Die Sozialrevolutionäre verurteilten im Mai jegliche «eigenmächtige» Landaneignung. Sie koppelten die Durchführung der Agrarreform an die Einberufung der Konstituierenden Versammlung. Aber die bürgerlichen und die «gemäßigten» sozialistischen Kräfte schoben ja auch die Einberufen der Konstituierenden Versammlung immer weiter hinaus. Ein bürgerlicher Liberaler wollte ein geflügeltes Wort schaffen mit der Behauptung: «Je linker die Regierung, desto rechter das Land». Lenin antwortete ihm in einer Weise, die den meisten seiner Zuhörer als Paradox erschien: In Wirklichkeit seien die Massen, die Arbeiterinnen, Arbeiter und armen Bauern, tausendmal linker als die «gemäßigten» sozialistischen Führer und sogar noch hundertmal linker als sogar die Bolschewiki: «Wenn Sie leben werden, werden Sie es sehen.»
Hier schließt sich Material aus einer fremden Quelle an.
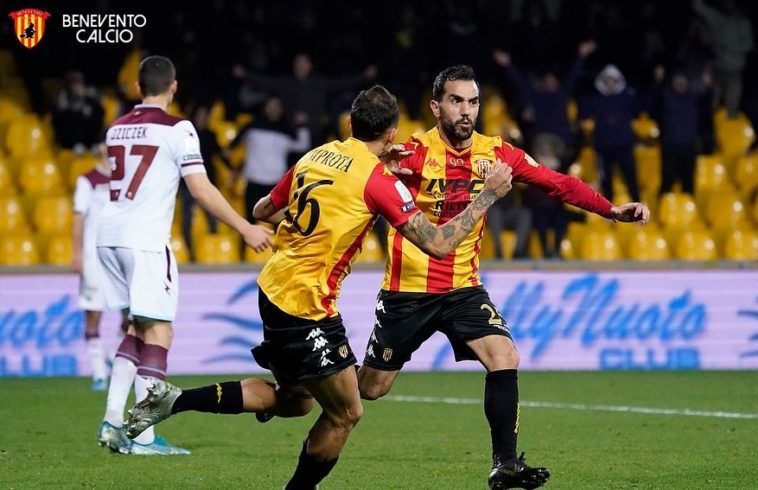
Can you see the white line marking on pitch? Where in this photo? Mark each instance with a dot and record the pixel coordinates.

Anfang Juni 1917 trat der I. Gesamtrussische Kongress der Sowjets der Arbeiter- und Soldatendeputierten zusammen, dominiert von Menschewiki und Sozialrevolutionären, wenn auch die Bolschewiki in den Sowjets nun stärker vertreten waren als bislang. Dieser Kongress bemühte sich, der von der Provisorischen Regierung beschlossenen Offensive an der Front eine politische Deckung zu geben. In der Hauptstadt Petrograd fand eine sehr große Demonstration von Arbeiterinnen, Arbeitern und Soldaten statt, zu der Sozialrevolutionäre, Menschewiki und Bolschewiki gemeinsam aufgerufen hatten. Diese Demonstration «schlug um in eine bolschewistische Demonstration gegen die Versöhnler», wie Trotzki schrieb. Das war das Vorspiel zu den «Julitagen», jener wichtigen Etappe auf dem Weg zum Oktoberumsturz.